Маму очень беспокоило, что Тони столько времени проводит на реке. Она знала, что иногда он заходит в воду, чтобы вытащить деревяшки покрупнее для нашей печки. Дрова нам и вправду были нужны, но мама боялась, что однажды его собьет с ног волной от проходящего судна или смоет в реку и он утонет. Если он долго не возвращался, она начинала думать, что он увяз в топкой грязи или нашел что-то ценное и его избили и ограбили взрослые, которые зарабатывали на жизнь, собирая выброшенные на берег «сокровища». Иногда на реке находили и мертвецов: трупы тех, кто упал за борт, кинулся с моста или был убит. Мама до ужаса боялась, что Тони наткнется на труп. А вот сам Тони ничего не боялся. Он любил реку. Она его не пугала, как бы мать ни старалась его убедить. Он мечтал работать в доках, когда подрастет, — хотел быть как папа.
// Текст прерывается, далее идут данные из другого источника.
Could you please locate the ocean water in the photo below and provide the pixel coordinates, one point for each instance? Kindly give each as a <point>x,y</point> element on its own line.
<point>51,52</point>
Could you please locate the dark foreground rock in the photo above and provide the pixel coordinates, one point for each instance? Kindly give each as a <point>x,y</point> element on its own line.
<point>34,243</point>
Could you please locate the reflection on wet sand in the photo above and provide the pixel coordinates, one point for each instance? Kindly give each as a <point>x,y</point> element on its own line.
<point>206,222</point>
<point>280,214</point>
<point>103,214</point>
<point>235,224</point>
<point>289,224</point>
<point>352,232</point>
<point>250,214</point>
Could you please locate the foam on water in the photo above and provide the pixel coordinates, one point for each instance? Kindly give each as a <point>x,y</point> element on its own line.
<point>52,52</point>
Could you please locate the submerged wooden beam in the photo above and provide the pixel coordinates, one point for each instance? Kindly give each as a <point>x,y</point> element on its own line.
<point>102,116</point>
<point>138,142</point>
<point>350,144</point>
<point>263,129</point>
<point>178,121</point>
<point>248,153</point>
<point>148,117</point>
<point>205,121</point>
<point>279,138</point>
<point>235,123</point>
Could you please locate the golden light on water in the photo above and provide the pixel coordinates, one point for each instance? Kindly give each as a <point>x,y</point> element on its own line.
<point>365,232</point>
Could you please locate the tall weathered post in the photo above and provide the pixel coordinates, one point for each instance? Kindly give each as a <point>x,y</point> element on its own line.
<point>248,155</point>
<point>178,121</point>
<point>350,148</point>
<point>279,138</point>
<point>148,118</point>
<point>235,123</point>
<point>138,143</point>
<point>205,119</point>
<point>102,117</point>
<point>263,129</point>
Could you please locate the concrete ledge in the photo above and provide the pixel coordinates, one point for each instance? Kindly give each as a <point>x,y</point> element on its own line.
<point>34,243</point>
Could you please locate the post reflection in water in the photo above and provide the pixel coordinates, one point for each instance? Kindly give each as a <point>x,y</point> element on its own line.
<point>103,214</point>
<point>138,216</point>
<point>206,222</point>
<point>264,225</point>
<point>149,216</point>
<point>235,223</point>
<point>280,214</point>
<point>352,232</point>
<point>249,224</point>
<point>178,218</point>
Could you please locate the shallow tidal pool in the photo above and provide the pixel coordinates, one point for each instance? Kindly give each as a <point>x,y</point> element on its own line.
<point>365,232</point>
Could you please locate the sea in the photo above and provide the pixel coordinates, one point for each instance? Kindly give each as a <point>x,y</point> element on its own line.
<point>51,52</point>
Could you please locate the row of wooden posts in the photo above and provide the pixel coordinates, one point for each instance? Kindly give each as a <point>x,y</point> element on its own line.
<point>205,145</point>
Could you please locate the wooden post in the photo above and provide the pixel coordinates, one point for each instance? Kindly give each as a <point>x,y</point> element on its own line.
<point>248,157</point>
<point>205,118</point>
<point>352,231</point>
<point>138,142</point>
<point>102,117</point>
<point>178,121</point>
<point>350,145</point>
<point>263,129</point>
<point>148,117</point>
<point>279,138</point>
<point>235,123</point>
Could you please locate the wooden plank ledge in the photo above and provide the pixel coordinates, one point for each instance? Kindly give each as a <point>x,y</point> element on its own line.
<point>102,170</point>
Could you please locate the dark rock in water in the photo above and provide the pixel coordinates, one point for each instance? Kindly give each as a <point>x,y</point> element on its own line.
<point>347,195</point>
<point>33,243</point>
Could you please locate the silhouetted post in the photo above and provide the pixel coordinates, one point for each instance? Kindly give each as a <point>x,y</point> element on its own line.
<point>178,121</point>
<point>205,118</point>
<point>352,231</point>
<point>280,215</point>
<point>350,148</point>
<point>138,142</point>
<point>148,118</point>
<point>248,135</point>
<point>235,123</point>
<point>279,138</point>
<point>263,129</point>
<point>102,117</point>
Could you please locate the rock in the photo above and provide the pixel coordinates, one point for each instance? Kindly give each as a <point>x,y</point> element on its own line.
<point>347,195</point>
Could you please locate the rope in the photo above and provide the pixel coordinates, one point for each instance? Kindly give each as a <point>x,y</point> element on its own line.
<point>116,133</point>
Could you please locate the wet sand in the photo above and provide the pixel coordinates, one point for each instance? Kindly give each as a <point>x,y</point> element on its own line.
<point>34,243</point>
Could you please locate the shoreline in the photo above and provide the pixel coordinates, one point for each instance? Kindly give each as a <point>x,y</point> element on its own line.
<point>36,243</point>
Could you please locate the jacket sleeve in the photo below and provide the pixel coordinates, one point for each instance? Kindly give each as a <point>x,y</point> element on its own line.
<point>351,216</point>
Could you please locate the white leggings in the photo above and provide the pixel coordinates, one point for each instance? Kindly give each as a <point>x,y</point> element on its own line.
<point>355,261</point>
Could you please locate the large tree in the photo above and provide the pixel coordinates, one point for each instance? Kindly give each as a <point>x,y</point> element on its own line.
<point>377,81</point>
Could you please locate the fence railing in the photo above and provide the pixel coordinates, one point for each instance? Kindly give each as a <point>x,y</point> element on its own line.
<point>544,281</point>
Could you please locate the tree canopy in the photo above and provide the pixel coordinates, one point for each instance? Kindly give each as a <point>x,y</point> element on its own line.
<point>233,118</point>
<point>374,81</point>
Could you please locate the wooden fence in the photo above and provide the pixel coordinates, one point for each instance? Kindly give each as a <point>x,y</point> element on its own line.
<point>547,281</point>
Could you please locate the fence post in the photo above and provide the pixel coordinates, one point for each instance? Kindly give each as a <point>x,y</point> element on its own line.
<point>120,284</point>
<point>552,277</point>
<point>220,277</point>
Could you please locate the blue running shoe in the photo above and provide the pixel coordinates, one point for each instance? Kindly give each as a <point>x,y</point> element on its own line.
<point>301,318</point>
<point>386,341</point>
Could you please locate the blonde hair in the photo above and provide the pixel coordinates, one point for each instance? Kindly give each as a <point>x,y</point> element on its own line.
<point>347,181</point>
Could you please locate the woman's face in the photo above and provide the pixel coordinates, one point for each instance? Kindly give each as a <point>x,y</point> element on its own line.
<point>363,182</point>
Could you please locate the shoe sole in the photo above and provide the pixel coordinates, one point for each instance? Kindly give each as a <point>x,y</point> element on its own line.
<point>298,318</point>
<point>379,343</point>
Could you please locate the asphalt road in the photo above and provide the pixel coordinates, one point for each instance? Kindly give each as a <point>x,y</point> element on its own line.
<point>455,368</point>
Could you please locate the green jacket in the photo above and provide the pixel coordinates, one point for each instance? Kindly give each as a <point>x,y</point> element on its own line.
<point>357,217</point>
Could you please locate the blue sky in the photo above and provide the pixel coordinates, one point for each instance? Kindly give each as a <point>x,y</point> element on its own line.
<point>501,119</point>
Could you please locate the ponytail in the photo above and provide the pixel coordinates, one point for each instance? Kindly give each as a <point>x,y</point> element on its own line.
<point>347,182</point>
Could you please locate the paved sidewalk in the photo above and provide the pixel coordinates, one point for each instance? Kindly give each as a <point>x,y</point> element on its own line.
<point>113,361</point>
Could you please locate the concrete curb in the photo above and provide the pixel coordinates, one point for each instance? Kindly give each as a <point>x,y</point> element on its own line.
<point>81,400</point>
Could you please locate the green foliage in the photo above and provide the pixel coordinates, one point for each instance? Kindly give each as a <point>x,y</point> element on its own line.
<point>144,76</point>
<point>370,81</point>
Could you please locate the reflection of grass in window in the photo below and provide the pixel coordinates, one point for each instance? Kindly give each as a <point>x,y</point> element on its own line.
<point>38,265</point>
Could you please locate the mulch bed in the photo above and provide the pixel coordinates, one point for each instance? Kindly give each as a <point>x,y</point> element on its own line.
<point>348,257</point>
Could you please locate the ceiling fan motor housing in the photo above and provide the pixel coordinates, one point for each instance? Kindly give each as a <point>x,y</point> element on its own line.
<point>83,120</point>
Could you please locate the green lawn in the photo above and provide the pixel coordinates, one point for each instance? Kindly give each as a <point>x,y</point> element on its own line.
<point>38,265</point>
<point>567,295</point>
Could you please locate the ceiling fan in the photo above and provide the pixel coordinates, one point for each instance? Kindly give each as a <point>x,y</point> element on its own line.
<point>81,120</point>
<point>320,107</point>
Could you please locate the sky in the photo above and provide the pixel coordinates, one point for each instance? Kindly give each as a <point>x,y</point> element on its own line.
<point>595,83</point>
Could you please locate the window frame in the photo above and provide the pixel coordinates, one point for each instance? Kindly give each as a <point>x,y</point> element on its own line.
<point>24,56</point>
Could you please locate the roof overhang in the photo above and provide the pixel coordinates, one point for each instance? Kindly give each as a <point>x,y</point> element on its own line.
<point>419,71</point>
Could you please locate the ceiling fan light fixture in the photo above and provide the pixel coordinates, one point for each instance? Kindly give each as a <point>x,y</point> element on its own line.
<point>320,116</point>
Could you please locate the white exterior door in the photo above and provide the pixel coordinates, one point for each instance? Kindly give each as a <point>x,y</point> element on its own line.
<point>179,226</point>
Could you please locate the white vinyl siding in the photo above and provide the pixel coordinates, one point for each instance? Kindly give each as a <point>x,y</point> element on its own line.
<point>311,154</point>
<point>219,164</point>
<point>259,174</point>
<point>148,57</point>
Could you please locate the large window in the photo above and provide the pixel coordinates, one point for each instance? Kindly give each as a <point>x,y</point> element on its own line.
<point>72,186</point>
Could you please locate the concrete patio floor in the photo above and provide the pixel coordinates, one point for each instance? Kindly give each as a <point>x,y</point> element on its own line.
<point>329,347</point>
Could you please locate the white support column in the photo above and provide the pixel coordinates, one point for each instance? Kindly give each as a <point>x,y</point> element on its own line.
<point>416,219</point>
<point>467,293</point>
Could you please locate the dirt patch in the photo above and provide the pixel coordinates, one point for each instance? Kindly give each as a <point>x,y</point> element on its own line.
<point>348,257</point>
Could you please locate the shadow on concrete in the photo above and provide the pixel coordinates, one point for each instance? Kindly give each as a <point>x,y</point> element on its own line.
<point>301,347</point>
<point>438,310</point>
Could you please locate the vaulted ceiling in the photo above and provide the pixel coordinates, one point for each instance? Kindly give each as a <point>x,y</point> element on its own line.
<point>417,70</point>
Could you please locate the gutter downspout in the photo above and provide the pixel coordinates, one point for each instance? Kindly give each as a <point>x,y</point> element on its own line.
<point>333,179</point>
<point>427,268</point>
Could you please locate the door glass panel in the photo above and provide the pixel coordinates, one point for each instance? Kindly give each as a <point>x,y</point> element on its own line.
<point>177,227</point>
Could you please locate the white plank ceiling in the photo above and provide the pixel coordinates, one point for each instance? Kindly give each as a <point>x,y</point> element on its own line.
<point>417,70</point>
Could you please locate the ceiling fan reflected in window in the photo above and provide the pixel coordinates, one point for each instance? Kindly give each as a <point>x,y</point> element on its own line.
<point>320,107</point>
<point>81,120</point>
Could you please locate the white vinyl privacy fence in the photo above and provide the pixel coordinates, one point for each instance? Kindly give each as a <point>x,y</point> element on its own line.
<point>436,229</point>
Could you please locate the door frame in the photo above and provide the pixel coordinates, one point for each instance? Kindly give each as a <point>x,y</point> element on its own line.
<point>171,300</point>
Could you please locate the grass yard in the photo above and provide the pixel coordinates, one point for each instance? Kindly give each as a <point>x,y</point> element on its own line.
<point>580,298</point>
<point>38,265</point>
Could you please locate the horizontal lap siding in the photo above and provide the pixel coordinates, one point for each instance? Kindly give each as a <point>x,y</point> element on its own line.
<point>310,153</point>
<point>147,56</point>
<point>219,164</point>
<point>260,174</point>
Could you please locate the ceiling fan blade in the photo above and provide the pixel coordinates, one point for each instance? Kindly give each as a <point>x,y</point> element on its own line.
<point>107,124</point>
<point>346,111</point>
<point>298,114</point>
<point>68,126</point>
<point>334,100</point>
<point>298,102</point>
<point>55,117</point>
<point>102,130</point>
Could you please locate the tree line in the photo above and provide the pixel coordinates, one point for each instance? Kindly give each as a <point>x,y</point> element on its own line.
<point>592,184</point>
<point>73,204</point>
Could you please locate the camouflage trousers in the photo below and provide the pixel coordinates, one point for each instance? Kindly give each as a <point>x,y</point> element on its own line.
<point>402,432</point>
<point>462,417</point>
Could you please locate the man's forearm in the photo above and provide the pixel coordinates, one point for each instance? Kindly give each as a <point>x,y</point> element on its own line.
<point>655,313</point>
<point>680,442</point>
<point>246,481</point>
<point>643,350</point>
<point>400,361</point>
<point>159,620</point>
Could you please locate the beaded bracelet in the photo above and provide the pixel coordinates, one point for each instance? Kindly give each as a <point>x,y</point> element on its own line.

Нам очень повезло, потому что у нас был самый лучший папа во всем Бермондси — и даже в целом Лондоне. Великан с ярко-рыжими волосами и такой же рыжей густой бородой, с синими глазами и улыбкой, которая освещала все вокруг. Он не имел привычки напиваться в стельку, как большинство мужчин, живших в нашем доме, и никогда не бил нас. По словам мамы, она сразу поняла, что он хороший человек, когда познакомилась с ним на танцах, и оказалась права. Когда объявили войну, он сразу пошел записываться добровольцем.

Я все время беспокоилась о нем, но мама говорила, что с ним все будет хорошо, потому что в Бермондси мало рыжих. Значит, Боженька будет хранить его, чтобы поддерживать их число. Я сама не знала, верю ли в это, но изо всех сил цеплялась за надежду, что так оно и есть. Мама никогда не признавалась, что тоже переживает за папу, хотя не стеснялась говорить о том, как волнуется за Тони. Казалось бы, это должно было меня успокоить, но, будучи уже достаточно взрослой, я не могла не заметить, что мама легко говорила вслух о всякой чепухе, а о том, что действительно важно, предпочитала молчать. Я не представляла, что мы будем делать, если не станет папы. Я просто не могла себе этого вообразить, поэтому старалась не думать.